# Bioshock 1 Problem, Bitte um Hilfe!



## sweezy1989 (5. Mai 2013)

Hallo Liebe Forengemeinde,

nach langen suchen und durchstöbern des internets ohne Erfolg wende ich mich nun an euch... Ich habe mir gestern Bioshock 1 angeschafft da ich gerne mit der Spielreihe endlich mal anfangen würde. Alles schön und gut...

Nun wollte ich es heute installieren und was ist? Scheiße -.- Nach der installation verlangt man von mir einen ?Freischaltecode?? Wobei ich aber nur einen Productkey besitze und dieser allerdings nicht der Freischaltecode zu sein scheint da er nicht Funktioniert

Copy Seite 1:

Diese Software muss vor der Benutzung aktiviert werden. Dazu wird eine SERIENNUMMER benötigt. Wenn sie bereits eine Seriennummer erhalten haben, klicken sie auf WEITER um fortzufahren. Falls sie noch keine Seriennummer erhalten haben, kontaktieren sie den Verleger dieser Software.

Copy Seite 2:

Die Online-Aktivierung kann nicht durchgeführt werden.

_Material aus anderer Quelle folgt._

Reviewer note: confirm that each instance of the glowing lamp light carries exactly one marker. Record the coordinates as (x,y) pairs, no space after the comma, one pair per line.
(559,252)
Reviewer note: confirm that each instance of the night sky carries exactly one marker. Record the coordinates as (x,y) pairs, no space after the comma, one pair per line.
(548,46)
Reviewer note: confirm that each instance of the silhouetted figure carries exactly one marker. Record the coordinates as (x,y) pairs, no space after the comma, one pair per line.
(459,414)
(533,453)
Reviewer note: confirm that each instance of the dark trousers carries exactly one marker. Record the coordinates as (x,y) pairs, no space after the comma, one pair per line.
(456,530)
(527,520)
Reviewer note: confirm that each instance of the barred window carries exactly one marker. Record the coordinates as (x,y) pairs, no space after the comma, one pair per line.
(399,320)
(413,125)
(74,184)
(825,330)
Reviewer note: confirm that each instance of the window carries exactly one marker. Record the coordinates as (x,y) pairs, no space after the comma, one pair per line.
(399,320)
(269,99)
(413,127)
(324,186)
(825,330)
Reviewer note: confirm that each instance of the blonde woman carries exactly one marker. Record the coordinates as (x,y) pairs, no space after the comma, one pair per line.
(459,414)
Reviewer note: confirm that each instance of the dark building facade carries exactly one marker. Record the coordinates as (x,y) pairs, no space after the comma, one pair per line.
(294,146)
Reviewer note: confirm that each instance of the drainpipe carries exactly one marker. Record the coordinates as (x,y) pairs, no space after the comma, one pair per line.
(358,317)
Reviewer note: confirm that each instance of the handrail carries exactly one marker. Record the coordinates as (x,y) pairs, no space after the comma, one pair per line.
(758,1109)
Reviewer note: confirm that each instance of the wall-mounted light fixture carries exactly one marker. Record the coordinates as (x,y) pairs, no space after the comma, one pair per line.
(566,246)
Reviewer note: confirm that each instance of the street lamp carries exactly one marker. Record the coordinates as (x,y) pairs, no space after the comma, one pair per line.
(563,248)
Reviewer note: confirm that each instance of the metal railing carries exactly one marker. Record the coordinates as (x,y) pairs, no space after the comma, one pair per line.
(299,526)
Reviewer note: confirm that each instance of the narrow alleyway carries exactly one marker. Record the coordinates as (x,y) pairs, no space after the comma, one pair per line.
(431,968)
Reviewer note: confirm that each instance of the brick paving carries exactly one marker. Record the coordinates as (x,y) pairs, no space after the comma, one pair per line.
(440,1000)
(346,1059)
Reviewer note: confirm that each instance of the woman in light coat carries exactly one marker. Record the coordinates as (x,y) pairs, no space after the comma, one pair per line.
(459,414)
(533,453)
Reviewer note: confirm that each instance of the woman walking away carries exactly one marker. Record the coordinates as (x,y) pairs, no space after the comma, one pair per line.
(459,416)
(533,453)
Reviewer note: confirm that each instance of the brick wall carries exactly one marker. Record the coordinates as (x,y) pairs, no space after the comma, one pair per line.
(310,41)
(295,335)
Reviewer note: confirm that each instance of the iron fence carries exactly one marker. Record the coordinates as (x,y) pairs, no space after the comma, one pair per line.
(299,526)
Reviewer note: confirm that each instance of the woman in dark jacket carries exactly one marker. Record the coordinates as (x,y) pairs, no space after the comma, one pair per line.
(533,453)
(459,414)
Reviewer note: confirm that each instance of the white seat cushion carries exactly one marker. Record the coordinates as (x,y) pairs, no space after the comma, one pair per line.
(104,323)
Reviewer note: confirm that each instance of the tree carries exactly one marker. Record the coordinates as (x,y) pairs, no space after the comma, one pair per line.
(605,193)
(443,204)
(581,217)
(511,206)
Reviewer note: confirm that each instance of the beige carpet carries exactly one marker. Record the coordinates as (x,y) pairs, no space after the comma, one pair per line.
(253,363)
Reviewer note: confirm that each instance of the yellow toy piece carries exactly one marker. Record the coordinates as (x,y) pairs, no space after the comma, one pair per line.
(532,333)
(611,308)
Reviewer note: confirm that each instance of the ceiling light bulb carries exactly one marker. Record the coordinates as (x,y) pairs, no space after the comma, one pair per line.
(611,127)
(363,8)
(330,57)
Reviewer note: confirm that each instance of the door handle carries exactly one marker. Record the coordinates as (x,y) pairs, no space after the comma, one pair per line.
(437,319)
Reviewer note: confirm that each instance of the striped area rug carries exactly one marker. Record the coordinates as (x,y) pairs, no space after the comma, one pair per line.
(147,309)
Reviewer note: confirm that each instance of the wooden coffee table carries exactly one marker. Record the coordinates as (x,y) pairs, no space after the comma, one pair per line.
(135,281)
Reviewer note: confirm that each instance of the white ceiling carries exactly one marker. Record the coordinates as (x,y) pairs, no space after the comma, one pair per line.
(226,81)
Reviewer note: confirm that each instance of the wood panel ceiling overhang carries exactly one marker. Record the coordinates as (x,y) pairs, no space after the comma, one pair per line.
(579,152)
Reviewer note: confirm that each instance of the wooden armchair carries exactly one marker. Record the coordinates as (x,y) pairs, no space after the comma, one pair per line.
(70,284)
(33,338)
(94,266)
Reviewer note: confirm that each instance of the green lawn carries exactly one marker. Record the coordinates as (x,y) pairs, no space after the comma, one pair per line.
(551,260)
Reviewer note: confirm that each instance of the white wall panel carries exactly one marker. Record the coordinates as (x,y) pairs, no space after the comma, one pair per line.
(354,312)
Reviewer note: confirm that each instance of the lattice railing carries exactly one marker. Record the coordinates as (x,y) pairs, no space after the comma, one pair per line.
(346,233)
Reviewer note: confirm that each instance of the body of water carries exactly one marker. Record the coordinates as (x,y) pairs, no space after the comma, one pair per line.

Kontaktieren Sie den Softwarehersteller um einen Freischaltcode zu erhalten.

Dazu benötigen Sie folgende Informationen:
- Ihren Registrierungscode
- Den unten abgebildeten Anfragecode

Danach bitte kontaktieren Sie bla bla bla, um den Freischaltcode zu bekommen.

Was soll ich tun? Ich bin am verzweifeln.. Habe schon alles probiert.. Das Spiel Offline zu Installieren aber da tut sich garnichts.. Kann ich diese Aktivierung irgendwie umgehen? Oder ist es generelle verarsche wenn man mal als ehrlicher Kunde ein Spiel kauft das nicht spielen zu können?
Solchein Problem wie jetzt bei Bioshock hatte ich nochnie bei einem Spiel -.-

Hatte jemand das selbe Problem?

Ich bitte um schnelle Hilfe!

PS: Mein PC läuft mit Windows 7, hatte es gerade mal an den Windows Vista PC meiner Freundin probiert und dort kann ich sofort die Seriennummer eingeben! Ist es ein Problem mit Windows 7?


----------



## Crysisheld (7. Mai 2013)

sweezy1989 schrieb:


> Hallo Liebe Forengemeinde,...


 
Hallo! 

Viell3icht stimmt was mit deinen Netzwerk Einstellungen nicht, dass du nicht aktivieren kannst, weil keine INet Verbindung besteht. Ansonsten was ist das Problem, beim Telefon Support kurz durchklingeln und sagen hallo folgendes Problem...?? 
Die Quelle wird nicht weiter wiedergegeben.